A partir de ce moment, je perdis mon assurance (et cela me sauva) ; je ne fus qu’une pauvre petite femme écroulée, terrifiée, qui ne savait plus où elle était et qui se trouvait mal et qui appelait au secours. D’abord, je regardai M. Bastardy ; il suivait avec soin les progrès de mon ahurissement.

— Vous connaissez cette personne ?

— Oui.

— Elle prétend que vous l’avez reçue rue Brémontier, il y a vingt jours, entre dix heures et minuit.

— Non, monsieur, c’est faux.

— Pourtant vos lettres, que voici, prouvent que vous étiez en correspondance avec M. Garcia de La Vega.

— Je lui écrivais, oui ; mais jamais il n’est venu chez moi.

— Rappelez bien vos souvenirs ; je vous avertis qu’il y va d’un grand intérêt pour la personne dont je vous ai montré le portrait !

Dans la débandade de mes idées, j’en retenais encore quelques-unes ; je soupçonnais qu’une chose affreuse était suspendue au-dessus de ma tête, qu’elle allait tomber, et je tendais le dos. Je répétai : « Je vous assure qu’il n’est pas venu chez moi. »

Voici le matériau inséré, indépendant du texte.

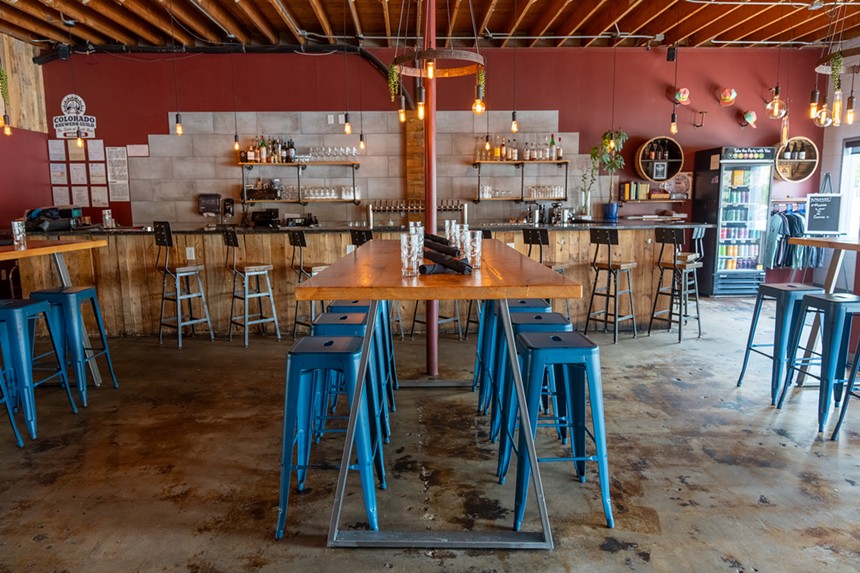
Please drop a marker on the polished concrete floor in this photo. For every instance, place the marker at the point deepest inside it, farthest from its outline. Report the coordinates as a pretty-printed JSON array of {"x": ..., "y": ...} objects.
[{"x": 178, "y": 469}]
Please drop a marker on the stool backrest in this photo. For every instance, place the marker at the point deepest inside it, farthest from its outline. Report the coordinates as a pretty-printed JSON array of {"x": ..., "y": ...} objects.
[
  {"x": 360, "y": 236},
  {"x": 164, "y": 241},
  {"x": 539, "y": 237}
]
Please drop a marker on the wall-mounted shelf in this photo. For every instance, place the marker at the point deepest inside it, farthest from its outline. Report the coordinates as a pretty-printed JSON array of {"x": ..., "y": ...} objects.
[{"x": 521, "y": 166}]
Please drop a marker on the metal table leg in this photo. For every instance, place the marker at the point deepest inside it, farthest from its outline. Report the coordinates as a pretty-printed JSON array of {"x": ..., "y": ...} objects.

— Je ne mets point en doute votre bonne foi, madame ; vous avez été victime d’un remarquable escroc ; Ramon Garcia de La Vega s’appelle Jules Cloquin dit le Marquis, dit le Beau Brun de Clignancourt, dit Gigolo, dit Jus de Chique, dit Chocho, dit le Rupin. J’en oublie. Il est le chef d’une bande de cambrioleurs, en compagnie de laquelle il a dévalisé cette saison six hôtels particuliers. En dernier lieu, le 29 juin, la bande a pillé l’hôtel du consul de Terras Calientes. Cloquin nie sa participation à ce vol ; il prétend que, ce soir-là, il était en compagnie d’une dame dont il a refusé de livrer le nom ; à force de recherches, nous avons successivement retrouvé les divers domiciles loués par Cloquin sous des noms différents : comte d’Andraye, baron Schwart, colonel Vinditti, enfin, « Garcia de La Vega ». Là nous avons saisi, avec une comptabilité en règle, une correspondance classée par mois ; plus quelques lettres de vous non décachetées. Je me suis permis de les ouvrir ; alors Cloquin n’a plus fait difficulté d’avouer…

Ah ! ma chérie ! Je n’écoutais plus. Je m’abandonnais à la crise de nerfs, avec joie ; autant de gagné. D’ailleurs les circonstances me commandaient cette attitude ; le juge et le greffer ne savaient plus où donner de la tête ; ils me soignaient de leur mieux et n’osaient appeler, de peur de mettre des étrangers dans la confidence. Bastardy me tamponnait le front avec un mouchoir imbibé du vinaigre des prévenus ; le greffier me tapait dans les mains en murmurant d’un ton navré : « Pauvre petite femme ! Pauvre petite femme ! » Le juge, me croyant sans connaissance, disait au greffier :

— Une comtesse qui se trouve mal dans mon bureau ! Ce n’est pas banal, au moins ! Il n’y a qu’à moi que cela arrive !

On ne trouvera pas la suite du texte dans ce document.